Next: Adaptive parallelism Up: Adaptive and Reliable Previous: The Cilk language and

Cilk-NOW job architecture

The Cilk-NOW runtime system consists of several component programs that (in addition to macroscheduling duties discussed later) manage the execution of each individual Cilk program. In this section, we shall cover the architecture of a Cilk program as it is executed by the Cilk-NOW runtime system, explaining the operation of each component and their interactions.

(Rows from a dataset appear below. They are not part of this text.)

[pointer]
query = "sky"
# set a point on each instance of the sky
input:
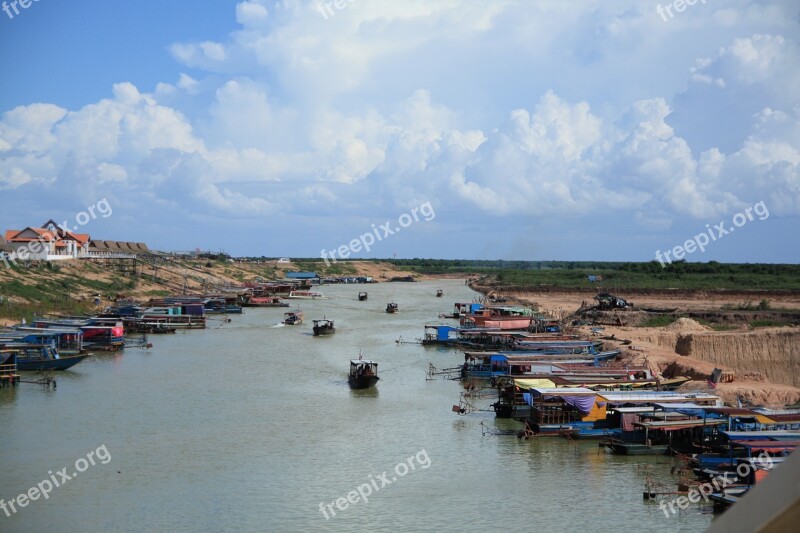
(510, 129)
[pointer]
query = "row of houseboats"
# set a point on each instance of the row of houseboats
(559, 385)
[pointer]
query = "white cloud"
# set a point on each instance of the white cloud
(506, 108)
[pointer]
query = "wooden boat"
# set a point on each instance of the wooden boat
(306, 295)
(363, 374)
(324, 327)
(293, 318)
(40, 357)
(265, 301)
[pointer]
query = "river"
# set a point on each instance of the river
(251, 426)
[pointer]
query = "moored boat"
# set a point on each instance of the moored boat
(293, 318)
(363, 373)
(324, 327)
(264, 301)
(306, 295)
(40, 357)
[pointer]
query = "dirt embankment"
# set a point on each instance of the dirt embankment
(759, 367)
(774, 353)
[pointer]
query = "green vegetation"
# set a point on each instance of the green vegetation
(617, 275)
(765, 323)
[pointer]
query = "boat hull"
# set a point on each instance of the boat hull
(62, 363)
(362, 382)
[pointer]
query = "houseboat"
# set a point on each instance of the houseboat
(502, 317)
(293, 318)
(363, 374)
(306, 295)
(264, 301)
(323, 327)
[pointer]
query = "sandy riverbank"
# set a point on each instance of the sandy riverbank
(760, 367)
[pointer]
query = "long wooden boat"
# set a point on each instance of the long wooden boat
(293, 318)
(39, 358)
(264, 301)
(306, 295)
(323, 327)
(363, 374)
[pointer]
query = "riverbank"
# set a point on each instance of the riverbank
(761, 366)
(81, 286)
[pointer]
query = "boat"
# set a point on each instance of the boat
(306, 295)
(363, 374)
(293, 318)
(41, 357)
(324, 327)
(264, 301)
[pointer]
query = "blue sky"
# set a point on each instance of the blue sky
(536, 130)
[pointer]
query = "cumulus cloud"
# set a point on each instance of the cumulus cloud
(506, 108)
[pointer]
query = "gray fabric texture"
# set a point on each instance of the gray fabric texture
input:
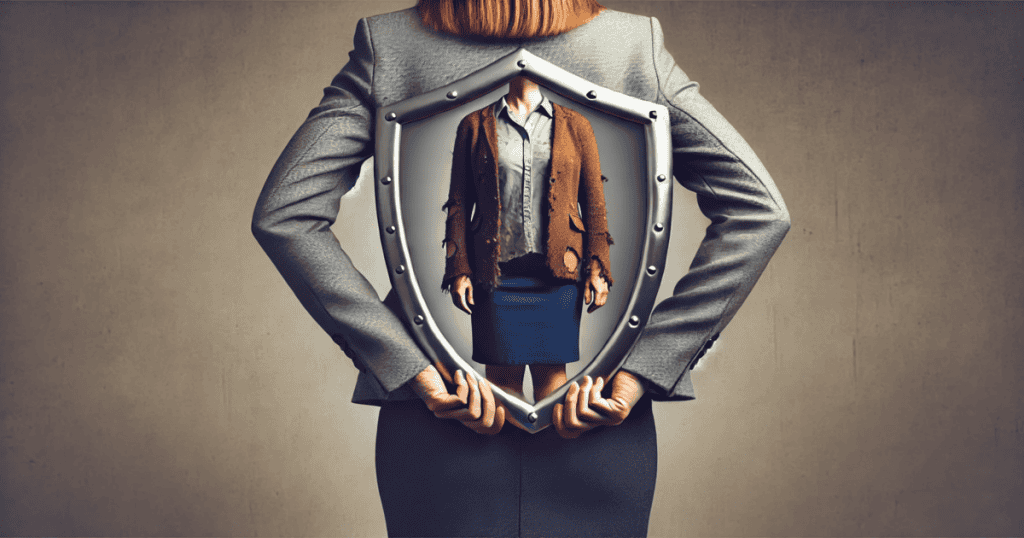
(523, 161)
(395, 57)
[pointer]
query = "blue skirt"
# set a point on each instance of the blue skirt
(526, 320)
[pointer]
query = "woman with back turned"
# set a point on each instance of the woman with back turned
(593, 473)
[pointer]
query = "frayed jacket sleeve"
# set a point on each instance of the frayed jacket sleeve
(460, 203)
(596, 238)
(299, 204)
(749, 220)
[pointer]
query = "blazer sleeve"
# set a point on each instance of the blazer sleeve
(749, 220)
(298, 206)
(460, 202)
(596, 238)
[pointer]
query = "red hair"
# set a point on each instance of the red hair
(507, 18)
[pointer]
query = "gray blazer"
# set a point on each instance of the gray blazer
(396, 57)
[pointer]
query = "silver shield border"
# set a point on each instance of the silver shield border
(654, 119)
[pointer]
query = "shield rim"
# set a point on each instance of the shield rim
(653, 118)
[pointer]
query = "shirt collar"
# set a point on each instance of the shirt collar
(502, 107)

In Cilk-NOW terminology, we refer to an executing Cilk program as a Cilk job. Since Cilk programs are parallel programs, a Cilk job consists of several processes running on several machines. One process, called the clearinghouse, in each Cilk job runs a system-supplied program called CilkChouse that is responsible for keeping track of all the other processes that comprise a given job. These other processes are called workers. A worker is a process running the actual executable of a Cilk program. Since Cilk jobs are adaptively parallel, the set of workers is dynamic. At any given time during the execution of a job, a new worker may join the job or an existing worker may leave. Thus, each Cilk job consists of one or more workers and a clearinghouse to keep track of them.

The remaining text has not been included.